I’ll concede a simple point: private equity benefits from these systems.
But don’t confuse exploitation of a broken system with causing the break.
If smaller, more efficient, community-rooted providers could operate freely—if they weren’t prevented from existing (by large controlling hospital systems), or strangled by red tape and forced into compliance with bloated mandates—then the debt-loading shell game wouldn’t exist.
Monopolies would be obsolete.
Local solutions would flourish.
And yes—rural folks wouldn’t be stuck with a failing fortress 30 miles away when all they needed was an urgent care on Main Street.
Lets put this into context–If instead of a 500 employee megalith hospital center fails, it’s a harder package to replace than a 30-50 employee operation. Oh, and worried about those expensive machines that ‘only the big guys can afford?’ See below.
My $60 X-Ray
Let me offer a real-world example.
Not long ago, I needed a chest X-ray. I didn’t go to a major hospital with marble floors and 17 vice presidents. I went to a private imaging clinic. Two shots. Professional staff. Quick turnaround.
Cost? Sixty dollars.
No fanfare, no billing maze, no five-page explanation of benefits.
It worked—because it was small, efficient, and unencumbered by the bureaucratic sclerosis that defines most major hospital systems today.
So what’s the solution?
It’s not banning private equity or adding more federal micromanagement.
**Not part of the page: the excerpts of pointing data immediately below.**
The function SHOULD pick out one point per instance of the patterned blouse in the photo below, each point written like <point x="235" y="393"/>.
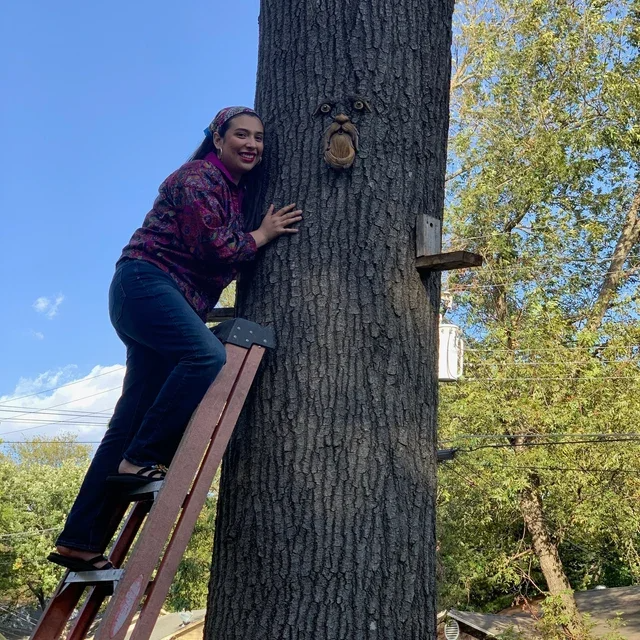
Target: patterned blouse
<point x="194" y="232"/>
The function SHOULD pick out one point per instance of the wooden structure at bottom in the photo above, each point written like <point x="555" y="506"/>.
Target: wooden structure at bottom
<point x="164" y="511"/>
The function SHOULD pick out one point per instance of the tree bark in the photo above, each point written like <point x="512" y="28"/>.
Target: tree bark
<point x="326" y="522"/>
<point x="629" y="237"/>
<point x="547" y="552"/>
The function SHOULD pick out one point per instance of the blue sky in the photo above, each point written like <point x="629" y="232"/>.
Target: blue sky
<point x="101" y="101"/>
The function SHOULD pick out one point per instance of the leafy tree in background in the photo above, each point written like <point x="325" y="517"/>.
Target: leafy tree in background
<point x="543" y="181"/>
<point x="38" y="483"/>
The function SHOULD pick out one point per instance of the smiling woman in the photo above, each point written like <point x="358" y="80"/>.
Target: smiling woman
<point x="170" y="275"/>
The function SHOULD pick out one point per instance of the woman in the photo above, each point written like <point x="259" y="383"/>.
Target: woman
<point x="169" y="276"/>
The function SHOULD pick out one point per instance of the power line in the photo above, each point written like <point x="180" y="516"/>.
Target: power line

It’s shrinking government’s footprint in the economy. It’s repealing Certificate of Need laws and letting people solve problems with creativity, technology, and yes—capital investment unshackled from crony rules.
Keep fraud laws? Absolutely.
Protect patients from snake oil? Of course.
But quit pretending that Lansing or the federal government can regulate us into a better future while it protects the worst parts of the past.
Final Word
You can call it Reaganomics, call it capitalism, or call it common sense:
Let the people build. Let the ideas compete. Let the patient choose.